Quel a été notre rapport avec le temps au cours de l’histoire ? Cette question devrait animer chacun. Dans l’Antiquité, le temps est perçu comme cyclique et imprévisible, en lien direct avec les rythmes de la nature. Les civilisations anciennes l’acceptent comme une force extérieure, parfois mystique, que l’on ne peut ni contrôler ni quantifier.
Mais cette vision change au fil des siècles. Avec le développement de la technique et l’emprise des valeurs séculières gréco-romaines, une transformation s’amorce. C’est au cours de la seconde moitié du Moyen Âge que s’installe un nouveau rapport au temps qui transforme l’économie occidentale, puis mondiale, pour toujours.
La perte d’influence de l’Église en Occident laisse davantage de place au doute et permet à la société marchande de triompher. Le rapport des marchands au temps vient s’interposer avec celui des croyants : le premier craint qu’il soit fini, tandis que le second le juge infini du fait de la promesse de l’au-delà. Les marchands, hantés par la finitude de leurs propres vies, introduisent alors une vision du temps guidée par l’idée de le maximiser tant qu’il est possible. Ainsi naît un changement de paradigme où perdre son temps devient un péché. Le marchand florentin Giovanni Rucellai illustre bien cette mentalité en déclarant que « la nécessité est de pratiquer l'économie du temps, car c'est la chose la plus précieuse que nous ayons ». Cette conception va jeter les bases du capitalisme moderne, où le contrôle du temps est réservé aux riches et aux puissants (c’est ce qui permet à l’ancien ministre des transports français Jean-Baptiste Djebbari de déclarer que le « temps des décideurs est précieux »)
D’un temps médiéval, rythmé par le calendrier religieux et les heures de prière (les heures canoniales), le temps devient une ressource précieuse où chaque minute doit être employée efficacement. Qu’il s’agisse alors de la production artisanale, du commerce, ou des loisirs eux- mêmes, qui se structurent pour accroître les profits et optimiser la production.

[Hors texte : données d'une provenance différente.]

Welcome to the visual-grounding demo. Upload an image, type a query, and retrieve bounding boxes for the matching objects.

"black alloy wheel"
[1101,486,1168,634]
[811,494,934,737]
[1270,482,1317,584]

C’est également à cette époque que se développe le système financier moderne : en 1151, la première banque est fondée, et la dette devient son levier principal. Le futur devient un objet marchand, car le temps doit être rentabilisé pour honorer les dettes contractées. En s’appuyant sur le crédit, cette économie crée l’impression d’un temps linéaire, voire exponentiel, au rythme des intérêts. Cette transition marque le passage de l’économie marchande au capitalisme, un système économique dynamique sans cesse et à tout prix tourné vers l’avenir. Le profit et la croissance deviennent aussi des impératifs nécessaires au remboursement des dettes. Ce besoin alimente le cycle monnaie-marchandise-monnaie décrit par Marx, dont la fin est signe de crises économiques liées au surendettement et à la surproduction.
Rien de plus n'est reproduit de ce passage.